I got the COVID-19 vaccine dose No. 1.  Me. Well educated, informed, afraid and adamant that I would not.

It took me a minute. Black and Brown folx distrust of the vaccination is fueled by a history of mistrust. BIPOC have legitimate reasons. Disparities in treatment received in the health care system, systemic racism, actions and experiments used to deceive us (Tuskegee), the “quick” production of the vaccine, a pandemic that sees us disproportionally affected, the horrible summer we endured surrounding the murdering our people and the civil unrest. Not to mention a contentious presidential election. So much.

But after attending educational sessions, multiple conversations with IU Health Ball Memorial Hospital President Jeff Bird, Open Door Health Services CEO Bryan Ayars and the Indiana Minority Health Coalition … I did it.

WaTasha Barnes Griffin, CEO, YWCA of Central Indiana, Muncie, receives her first dose of the COVID-19 vaccine. (Video provided by WaTasha Barnes Griffin)

I did it for my mama. I did it for my grandma. I did it for marginalized communities where I engage. I did it for you. Leadership is not all glam and glitz. It calls for us to make some decisions that benefit others more than ourselves. It is tough and it can be scary and it ain’t all that it’s cracked up to be. Dr. King said it best, “Life’s most persistent and urgent question is, ‘What are you doing for others?”

My journey is my journey. I am not the poster child for the vaccine. I will not attempt to convince you to vaccinate. However, I am giving you permission to follow my story, call me crazy, look for side effects, and give you permission to ask me any questions (publicly or in private), that you might have.

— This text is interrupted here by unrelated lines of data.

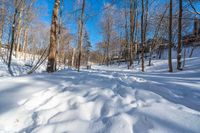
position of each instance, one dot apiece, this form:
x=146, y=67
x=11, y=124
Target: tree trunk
x=179, y=36
x=170, y=39
x=132, y=29
x=80, y=38
x=12, y=39
x=19, y=29
x=142, y=35
x=51, y=66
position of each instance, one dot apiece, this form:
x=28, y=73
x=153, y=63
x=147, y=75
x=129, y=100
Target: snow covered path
x=101, y=101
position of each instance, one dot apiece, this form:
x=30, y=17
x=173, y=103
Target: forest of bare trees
x=133, y=32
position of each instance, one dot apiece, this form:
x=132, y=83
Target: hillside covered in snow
x=103, y=99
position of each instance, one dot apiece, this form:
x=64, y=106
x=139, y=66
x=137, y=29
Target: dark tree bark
x=170, y=39
x=142, y=35
x=179, y=49
x=12, y=39
x=51, y=66
x=80, y=36
x=132, y=29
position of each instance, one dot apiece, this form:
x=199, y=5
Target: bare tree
x=51, y=66
x=170, y=39
x=80, y=35
x=179, y=36
x=142, y=35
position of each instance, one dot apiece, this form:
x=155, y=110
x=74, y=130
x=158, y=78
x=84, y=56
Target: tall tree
x=80, y=35
x=179, y=36
x=142, y=35
x=51, y=66
x=170, y=38
x=132, y=28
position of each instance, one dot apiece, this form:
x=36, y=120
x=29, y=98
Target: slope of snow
x=103, y=100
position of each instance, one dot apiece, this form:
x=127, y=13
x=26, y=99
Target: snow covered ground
x=103, y=100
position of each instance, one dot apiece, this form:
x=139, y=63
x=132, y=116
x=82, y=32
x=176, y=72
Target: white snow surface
x=103, y=100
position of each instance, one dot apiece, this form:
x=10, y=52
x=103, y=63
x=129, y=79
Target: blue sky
x=92, y=7
x=92, y=24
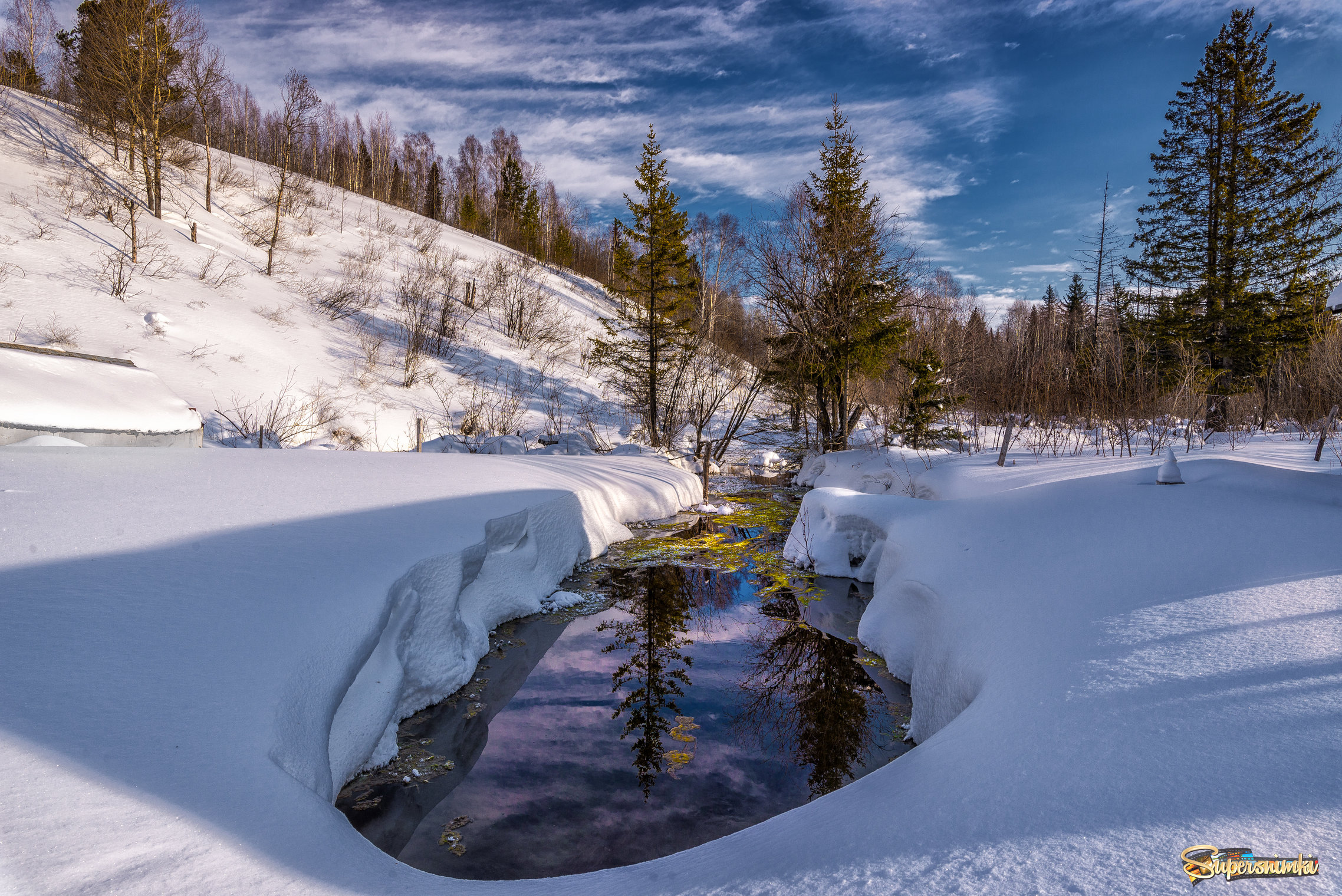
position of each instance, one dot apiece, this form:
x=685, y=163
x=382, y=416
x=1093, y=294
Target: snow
x=877, y=471
x=1102, y=670
x=54, y=392
x=46, y=442
x=765, y=458
x=198, y=647
x=221, y=333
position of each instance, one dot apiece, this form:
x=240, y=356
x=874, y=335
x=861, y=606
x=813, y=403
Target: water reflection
x=805, y=697
x=596, y=762
x=659, y=601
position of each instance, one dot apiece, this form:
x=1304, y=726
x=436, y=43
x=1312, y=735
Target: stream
x=701, y=689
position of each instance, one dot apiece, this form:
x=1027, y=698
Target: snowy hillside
x=244, y=347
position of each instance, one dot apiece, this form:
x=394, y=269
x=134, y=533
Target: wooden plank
x=61, y=353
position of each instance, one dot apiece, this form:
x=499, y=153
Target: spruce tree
x=529, y=225
x=1238, y=234
x=434, y=193
x=655, y=286
x=926, y=401
x=1074, y=309
x=850, y=325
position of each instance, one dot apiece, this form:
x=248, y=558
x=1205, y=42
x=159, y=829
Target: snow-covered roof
x=60, y=391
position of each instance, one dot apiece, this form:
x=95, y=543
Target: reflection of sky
x=555, y=790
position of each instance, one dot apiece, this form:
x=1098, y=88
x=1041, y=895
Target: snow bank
x=64, y=393
x=205, y=645
x=876, y=471
x=1105, y=671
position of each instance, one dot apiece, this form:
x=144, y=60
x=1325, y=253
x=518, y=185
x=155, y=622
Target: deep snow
x=221, y=333
x=51, y=392
x=1105, y=671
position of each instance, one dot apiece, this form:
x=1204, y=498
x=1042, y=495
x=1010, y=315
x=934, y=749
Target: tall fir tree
x=655, y=286
x=434, y=193
x=1074, y=310
x=851, y=325
x=1238, y=232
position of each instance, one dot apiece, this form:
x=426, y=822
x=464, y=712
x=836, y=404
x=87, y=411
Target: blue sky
x=991, y=127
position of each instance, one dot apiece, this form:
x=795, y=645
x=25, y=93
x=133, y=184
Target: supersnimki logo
x=1203, y=863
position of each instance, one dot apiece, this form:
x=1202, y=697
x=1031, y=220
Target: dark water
x=688, y=711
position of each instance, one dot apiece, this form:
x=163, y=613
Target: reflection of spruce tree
x=801, y=694
x=660, y=604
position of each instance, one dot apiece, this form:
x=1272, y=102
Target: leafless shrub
x=531, y=312
x=10, y=269
x=117, y=270
x=371, y=342
x=358, y=289
x=229, y=174
x=504, y=400
x=425, y=235
x=417, y=314
x=219, y=271
x=278, y=315
x=42, y=228
x=200, y=352
x=183, y=154
x=284, y=419
x=156, y=262
x=58, y=334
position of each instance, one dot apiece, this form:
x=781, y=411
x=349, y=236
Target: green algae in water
x=749, y=538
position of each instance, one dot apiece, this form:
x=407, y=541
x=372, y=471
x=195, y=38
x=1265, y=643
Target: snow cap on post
x=1168, y=474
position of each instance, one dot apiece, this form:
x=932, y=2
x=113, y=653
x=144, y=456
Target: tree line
x=144, y=75
x=1209, y=317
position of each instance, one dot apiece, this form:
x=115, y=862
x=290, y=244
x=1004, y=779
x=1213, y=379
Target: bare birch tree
x=300, y=104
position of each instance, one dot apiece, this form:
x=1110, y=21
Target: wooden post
x=1002, y=455
x=708, y=459
x=1324, y=435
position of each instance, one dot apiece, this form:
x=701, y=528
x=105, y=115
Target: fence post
x=1324, y=435
x=1002, y=455
x=708, y=459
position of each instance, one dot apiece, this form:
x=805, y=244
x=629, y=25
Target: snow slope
x=51, y=392
x=1105, y=671
x=218, y=330
x=199, y=647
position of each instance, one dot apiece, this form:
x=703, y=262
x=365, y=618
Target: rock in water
x=1168, y=474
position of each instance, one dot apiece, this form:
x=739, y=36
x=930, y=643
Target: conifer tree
x=531, y=223
x=853, y=322
x=655, y=288
x=469, y=215
x=434, y=193
x=926, y=401
x=1074, y=309
x=1238, y=232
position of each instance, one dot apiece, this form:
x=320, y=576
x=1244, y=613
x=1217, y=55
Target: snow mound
x=502, y=446
x=46, y=442
x=60, y=392
x=878, y=471
x=230, y=635
x=1132, y=654
x=765, y=458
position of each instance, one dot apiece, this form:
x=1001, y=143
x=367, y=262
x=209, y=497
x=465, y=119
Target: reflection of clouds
x=556, y=789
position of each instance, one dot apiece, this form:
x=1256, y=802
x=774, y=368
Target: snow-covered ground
x=207, y=319
x=198, y=645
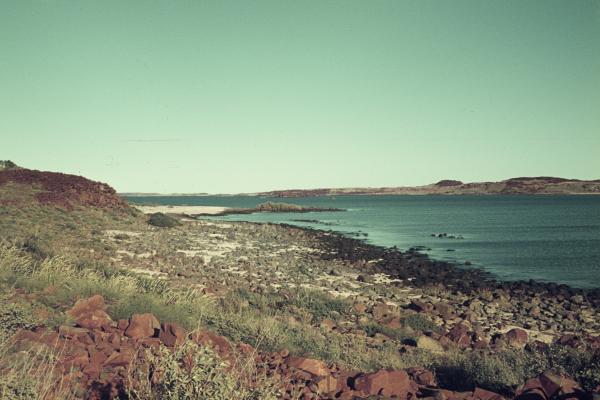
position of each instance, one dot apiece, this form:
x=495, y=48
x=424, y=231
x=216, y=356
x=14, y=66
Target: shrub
x=14, y=316
x=193, y=372
x=420, y=323
x=162, y=221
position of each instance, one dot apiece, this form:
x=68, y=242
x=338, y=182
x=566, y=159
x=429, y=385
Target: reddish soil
x=65, y=190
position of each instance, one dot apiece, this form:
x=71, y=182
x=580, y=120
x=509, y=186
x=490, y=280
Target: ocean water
x=546, y=238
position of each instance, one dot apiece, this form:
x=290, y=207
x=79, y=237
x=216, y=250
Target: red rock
x=425, y=378
x=122, y=324
x=94, y=319
x=64, y=190
x=393, y=323
x=327, y=384
x=71, y=332
x=119, y=359
x=516, y=337
x=445, y=310
x=90, y=313
x=219, y=343
x=532, y=394
x=328, y=324
x=314, y=367
x=172, y=334
x=142, y=325
x=420, y=306
x=380, y=311
x=360, y=308
x=83, y=306
x=482, y=394
x=550, y=383
x=458, y=333
x=386, y=383
x=77, y=360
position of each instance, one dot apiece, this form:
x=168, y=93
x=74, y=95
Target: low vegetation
x=195, y=372
x=162, y=221
x=245, y=317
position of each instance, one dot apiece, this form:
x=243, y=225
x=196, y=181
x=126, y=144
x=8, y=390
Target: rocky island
x=524, y=185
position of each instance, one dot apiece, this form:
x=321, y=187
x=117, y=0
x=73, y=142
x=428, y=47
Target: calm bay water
x=547, y=238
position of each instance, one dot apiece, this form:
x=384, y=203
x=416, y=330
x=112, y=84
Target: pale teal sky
x=239, y=96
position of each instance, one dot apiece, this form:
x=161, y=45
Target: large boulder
x=90, y=313
x=313, y=367
x=516, y=337
x=385, y=382
x=142, y=326
x=428, y=343
x=171, y=334
x=549, y=385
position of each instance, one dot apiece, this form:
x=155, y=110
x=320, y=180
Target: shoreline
x=394, y=261
x=470, y=299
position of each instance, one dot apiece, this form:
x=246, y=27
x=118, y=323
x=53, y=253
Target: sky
x=242, y=96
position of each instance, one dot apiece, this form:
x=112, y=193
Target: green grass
x=162, y=221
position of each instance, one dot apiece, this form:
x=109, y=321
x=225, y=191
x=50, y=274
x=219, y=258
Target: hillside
x=21, y=187
x=521, y=185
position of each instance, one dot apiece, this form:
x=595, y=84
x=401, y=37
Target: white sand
x=189, y=210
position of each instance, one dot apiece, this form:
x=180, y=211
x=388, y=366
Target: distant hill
x=523, y=185
x=20, y=187
x=7, y=164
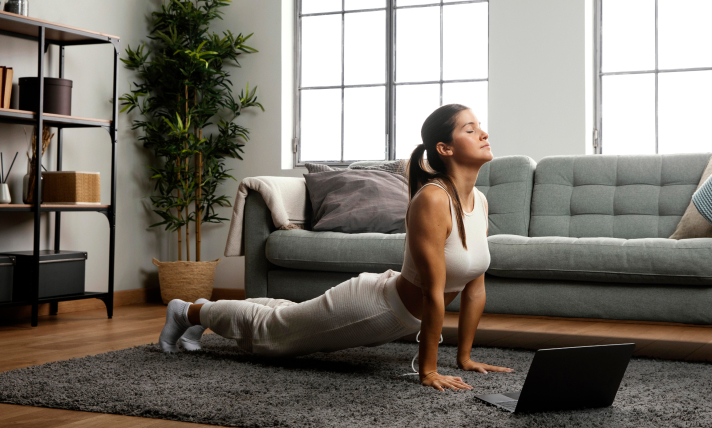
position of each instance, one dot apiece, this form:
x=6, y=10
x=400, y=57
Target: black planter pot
x=57, y=95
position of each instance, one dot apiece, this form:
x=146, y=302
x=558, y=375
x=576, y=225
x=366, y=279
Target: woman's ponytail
x=417, y=175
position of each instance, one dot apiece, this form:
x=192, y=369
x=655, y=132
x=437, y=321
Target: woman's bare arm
x=428, y=224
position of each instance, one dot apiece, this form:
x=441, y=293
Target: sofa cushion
x=646, y=260
x=507, y=182
x=336, y=251
x=632, y=196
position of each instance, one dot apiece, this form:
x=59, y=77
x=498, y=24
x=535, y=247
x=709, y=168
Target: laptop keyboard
x=509, y=405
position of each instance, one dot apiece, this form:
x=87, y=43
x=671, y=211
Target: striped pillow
x=702, y=199
x=694, y=223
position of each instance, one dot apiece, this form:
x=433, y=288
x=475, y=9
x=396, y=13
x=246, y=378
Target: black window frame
x=390, y=84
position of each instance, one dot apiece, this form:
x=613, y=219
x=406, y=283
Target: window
x=370, y=71
x=654, y=86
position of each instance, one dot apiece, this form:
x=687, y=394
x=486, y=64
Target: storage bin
x=61, y=273
x=57, y=95
x=71, y=187
x=7, y=268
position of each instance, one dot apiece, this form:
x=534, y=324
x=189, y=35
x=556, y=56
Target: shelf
x=50, y=119
x=26, y=208
x=85, y=295
x=25, y=27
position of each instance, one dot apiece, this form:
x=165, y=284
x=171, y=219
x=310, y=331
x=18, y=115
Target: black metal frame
x=40, y=119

I was shaking in my heels (for real).  They monitored me for 15 minutes. They answered all of my questions. My right arm is sore and I had a slight headache.  I will get dose No. 2 mid-February. So, check out the video for yourself, or don’t

Shout out to the Open Door staff. I also give photo/video credit to Open Door CEO Bryan Ayars. He was willing to accompany me. In fact, he was right there holding the camera for me too.  Mask up and be well. I plan to.

WaTasha Barnes Griffin is chief executive officer of the YWCA of Central Indiana in Muncie.